The Rulebook Engine

The doctrine

“The referee is a rulebook, not a judge.” — Mr. Defendable, 2026-05-27

The DefendableOS engine consumes a Flight Sheet (the declared rulebook for a lane) plus an agent’s structured submission, and applies the rules deterministically. Every check passes or raises a flag. There is no “seems good.” There is no 1-100 quality dial. Score = % of declared rules satisfied.

This page is the operational detail behind the doctrine.

What a rule looks like

Two kinds of rules:

Auto — the engine decides pass / flag from code. Used for schema, structure, math re-derivation, evidence presence, and machine-precise yes/no policy gates.
Checklist — a human operator applies a binary rule (satisfied | raise flag). Used for human-judgment lanes where the rule is rule-shaped but the application is human. Never opinion-shaped.

Every rule carries:

A key — declared in the Flight Sheet.
A kind — auto | checklist.
A category — structure · schema · math · evidence · policy.
A tier — low | mid | high (the pre-weighted risk weight).
A severity — critical (→ propolis on flag) | noncritical (→ jelly on flag).

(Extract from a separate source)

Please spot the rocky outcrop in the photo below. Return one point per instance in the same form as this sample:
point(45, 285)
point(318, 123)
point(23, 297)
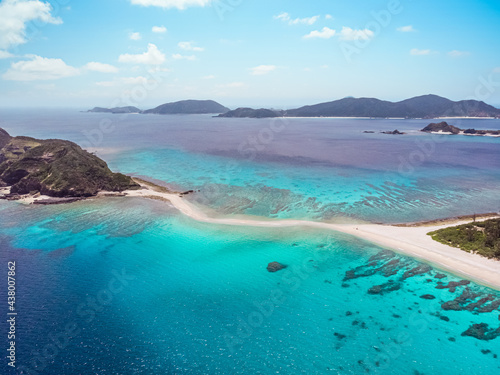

The five things the engine does in order

Structure — does the submission match the declared output schema? Missing required fields → flag.
Schema — does each field obey its declared type / enum / shape? Type errors → flag.
Math re-derivation — every calculations[] entry carries its own formula + inputs + claimed result. The engine recomputes the result from the inputs via a safe AST arithmetic evaluator (handles compound expressions like the mortgage amortization formula). If the recompute disagrees with the claim beyond tolerance → flag.
Evidence — required evidence fields non-empty; assumptions labeled; missing inputs disclosed.
Policy DSL — declared rules expressed in a small machine-precise DSL: operands {calc} / {field} / {len} / literal; ops == != >= <= > <, in, all_nonempty, and / or / not, if. Missing operand → skip (never false-flag). Example: dscr >= 1.20, ltv <= 0.80, noi > 0.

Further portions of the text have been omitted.